When it went went well one day last week, I expected tomorrow to go the same. It didn’t. By the afternoon, my stress level was high. It felt like a planned conspiracy. What could go wrong did. Anxiety replaced peace. I finally stopped in the midst of my dilemma and said, “Thank you.”
As soon as I did, it was as if the pressure built up was released like a popped balloon. I felt lighter. And I became truly thankful for the test. God Himself was behind this difficult day, engineering events to demonstrate to me that I do not after all live circumstantially. I should know that by now. As a child of God who settles in heavenly places, I dare to live above the circumstances rather than under them. Situations do not determine my day–God does. But it took me a while to remember that.
I could either fight it or thank God for it. “In all circumstances give thanks, for this is the will of God in Christ Jesus for you” (I Thess 5:18). God’s will that day was not that things go smoothly, so I could enjoy an easy day and accomplish much. It was that I learn to express gratitude in the midst of potentially stressful days, so that the praise flows from earth to heaven regardless of what is happening on earth.

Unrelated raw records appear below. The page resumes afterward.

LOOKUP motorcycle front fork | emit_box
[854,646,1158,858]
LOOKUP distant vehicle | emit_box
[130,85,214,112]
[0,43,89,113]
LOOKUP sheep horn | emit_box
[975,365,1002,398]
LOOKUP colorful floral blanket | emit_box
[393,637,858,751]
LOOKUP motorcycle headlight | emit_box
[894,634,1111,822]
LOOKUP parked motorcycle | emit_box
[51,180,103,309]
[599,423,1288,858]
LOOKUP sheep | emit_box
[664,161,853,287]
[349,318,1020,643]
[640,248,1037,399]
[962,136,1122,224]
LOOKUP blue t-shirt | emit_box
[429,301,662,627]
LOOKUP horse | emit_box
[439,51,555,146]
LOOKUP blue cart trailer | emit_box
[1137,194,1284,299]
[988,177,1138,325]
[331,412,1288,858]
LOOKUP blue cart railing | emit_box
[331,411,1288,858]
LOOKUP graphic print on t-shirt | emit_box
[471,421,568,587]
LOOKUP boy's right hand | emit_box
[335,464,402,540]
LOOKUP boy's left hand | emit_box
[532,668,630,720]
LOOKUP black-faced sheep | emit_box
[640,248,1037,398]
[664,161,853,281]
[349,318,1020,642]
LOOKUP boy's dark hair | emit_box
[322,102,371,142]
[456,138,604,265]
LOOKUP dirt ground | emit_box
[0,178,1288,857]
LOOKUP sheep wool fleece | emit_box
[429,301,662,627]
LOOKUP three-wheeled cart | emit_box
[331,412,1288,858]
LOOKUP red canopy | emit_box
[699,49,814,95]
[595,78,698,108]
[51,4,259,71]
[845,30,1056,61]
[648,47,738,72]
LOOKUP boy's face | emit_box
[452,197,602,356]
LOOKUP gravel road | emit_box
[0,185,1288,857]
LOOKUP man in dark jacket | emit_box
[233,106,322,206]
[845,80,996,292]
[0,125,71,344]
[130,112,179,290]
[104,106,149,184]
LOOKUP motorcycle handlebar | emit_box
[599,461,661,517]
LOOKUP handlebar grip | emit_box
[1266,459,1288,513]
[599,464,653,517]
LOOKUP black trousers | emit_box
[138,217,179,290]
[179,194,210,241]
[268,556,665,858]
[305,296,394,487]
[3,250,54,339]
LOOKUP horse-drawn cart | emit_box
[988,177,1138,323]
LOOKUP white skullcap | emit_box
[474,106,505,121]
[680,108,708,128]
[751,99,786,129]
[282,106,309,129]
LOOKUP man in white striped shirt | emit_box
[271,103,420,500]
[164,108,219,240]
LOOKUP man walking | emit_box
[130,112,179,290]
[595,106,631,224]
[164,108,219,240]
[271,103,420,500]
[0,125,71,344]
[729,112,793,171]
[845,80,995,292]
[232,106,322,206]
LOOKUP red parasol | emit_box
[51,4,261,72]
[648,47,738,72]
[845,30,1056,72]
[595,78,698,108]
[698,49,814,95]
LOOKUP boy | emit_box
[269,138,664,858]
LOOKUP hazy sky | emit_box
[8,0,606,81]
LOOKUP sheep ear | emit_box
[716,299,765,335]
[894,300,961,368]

Certainly a better way to live than to ride the roller coaster of up-and-down emotions depending upon whether or not I am happy with the situation at hand.

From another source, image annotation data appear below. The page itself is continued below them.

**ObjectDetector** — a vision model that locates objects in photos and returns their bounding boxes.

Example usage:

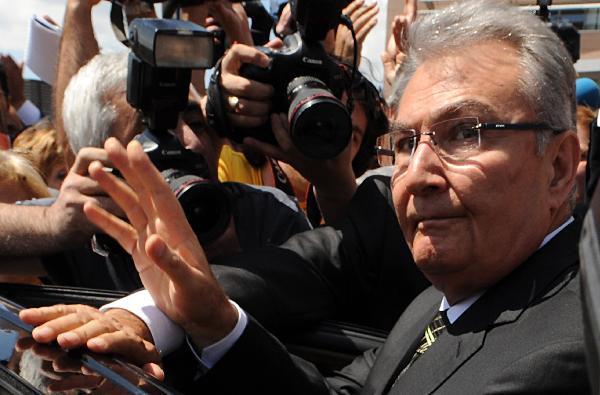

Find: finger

[104,137,154,220]
[403,0,417,22]
[69,147,112,175]
[89,162,148,229]
[221,44,271,74]
[228,113,269,128]
[221,74,274,100]
[56,318,119,349]
[15,337,36,351]
[83,202,137,255]
[145,235,202,289]
[62,174,106,197]
[32,312,93,348]
[265,38,283,49]
[354,7,379,32]
[351,3,379,24]
[142,363,165,381]
[86,331,160,364]
[19,304,93,325]
[342,0,365,16]
[32,343,65,362]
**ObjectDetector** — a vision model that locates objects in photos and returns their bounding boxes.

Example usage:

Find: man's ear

[546,131,579,208]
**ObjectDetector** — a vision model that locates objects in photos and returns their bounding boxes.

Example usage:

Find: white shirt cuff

[100,290,185,356]
[186,300,248,369]
[17,100,42,126]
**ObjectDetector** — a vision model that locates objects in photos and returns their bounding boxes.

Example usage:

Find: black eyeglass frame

[373,117,566,165]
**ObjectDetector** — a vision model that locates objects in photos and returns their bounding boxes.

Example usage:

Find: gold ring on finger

[227,96,241,114]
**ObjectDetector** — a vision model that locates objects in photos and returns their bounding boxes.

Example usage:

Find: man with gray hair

[58,1,589,394]
[62,51,143,153]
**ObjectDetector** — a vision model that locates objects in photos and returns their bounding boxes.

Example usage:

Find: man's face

[392,43,564,303]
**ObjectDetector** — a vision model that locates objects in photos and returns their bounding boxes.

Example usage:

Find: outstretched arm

[84,138,238,348]
[53,0,100,163]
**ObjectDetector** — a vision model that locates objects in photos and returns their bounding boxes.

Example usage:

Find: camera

[127,19,232,248]
[207,0,352,159]
[536,0,581,63]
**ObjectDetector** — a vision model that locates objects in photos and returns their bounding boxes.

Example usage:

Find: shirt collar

[440,216,575,324]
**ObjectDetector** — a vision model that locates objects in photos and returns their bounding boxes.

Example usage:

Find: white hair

[389,0,576,139]
[63,52,127,153]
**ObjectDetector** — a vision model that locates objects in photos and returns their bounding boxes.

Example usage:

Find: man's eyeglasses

[375,117,562,171]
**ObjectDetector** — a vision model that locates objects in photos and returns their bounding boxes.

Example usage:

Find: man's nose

[402,136,447,195]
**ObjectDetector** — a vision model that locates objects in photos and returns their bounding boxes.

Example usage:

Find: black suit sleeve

[183,317,375,395]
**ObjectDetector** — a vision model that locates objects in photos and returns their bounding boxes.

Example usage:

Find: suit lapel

[389,331,485,394]
[361,287,442,395]
[372,224,579,394]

“Oh what a beautiful morning, oh what a beautiful day,
I’ve got a wonderful feeling, everything’s goin’ my way.”
Piece o’ cake. No challenge to live by faith. You don’t need God to be happy on such a day. How about this line? “I’ve got a wonderful feeling, everything’s goin’ south.” Now that takes a different kind of person. Does it describe you? It didn’t me–until the afternoon.
Gratitude closes the door to whining and self-pity. It invites the grace of God, which is to power to be what God wants us to be and to do what God wants us to power. Grace is power. It elevates us to live above the circumstances, and gratitude unlocks the door.

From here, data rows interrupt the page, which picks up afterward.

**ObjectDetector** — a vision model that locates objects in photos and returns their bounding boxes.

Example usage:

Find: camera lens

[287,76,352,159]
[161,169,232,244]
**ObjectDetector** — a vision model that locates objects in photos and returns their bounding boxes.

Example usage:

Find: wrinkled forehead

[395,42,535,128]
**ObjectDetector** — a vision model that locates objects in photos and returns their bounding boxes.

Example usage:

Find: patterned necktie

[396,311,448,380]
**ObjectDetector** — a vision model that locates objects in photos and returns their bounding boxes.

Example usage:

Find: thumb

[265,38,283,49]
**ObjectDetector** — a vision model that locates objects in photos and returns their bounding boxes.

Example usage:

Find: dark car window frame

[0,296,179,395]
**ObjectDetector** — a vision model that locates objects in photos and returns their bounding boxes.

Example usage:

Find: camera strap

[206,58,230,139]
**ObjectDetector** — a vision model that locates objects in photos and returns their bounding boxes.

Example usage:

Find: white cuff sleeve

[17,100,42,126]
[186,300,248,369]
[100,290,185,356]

God tests us to see what we are made of. When we flunk tests, they will return. When we pass tests, we don’t care if they do return, because we have learned how to respond. A passed test becomes a testimony. By faith we can not only pass, but it can encourage others to live the same way. I shared last Sunday at Lydia House Church how I was tested and how I passed my test–finally! I hope that my testimony helps my brothers and sisters to pass their tests.
Our first response isn’t always to give thanks–but it can be. The apostle passed a major test when he was cruelly and unjustly beaten up and thrown into prison. So what did he do? He leaned over to Silas and asked, “Do you know any good choruses?” Gratitude in the presence of serious tests releases the power of grace. Then watch God really work!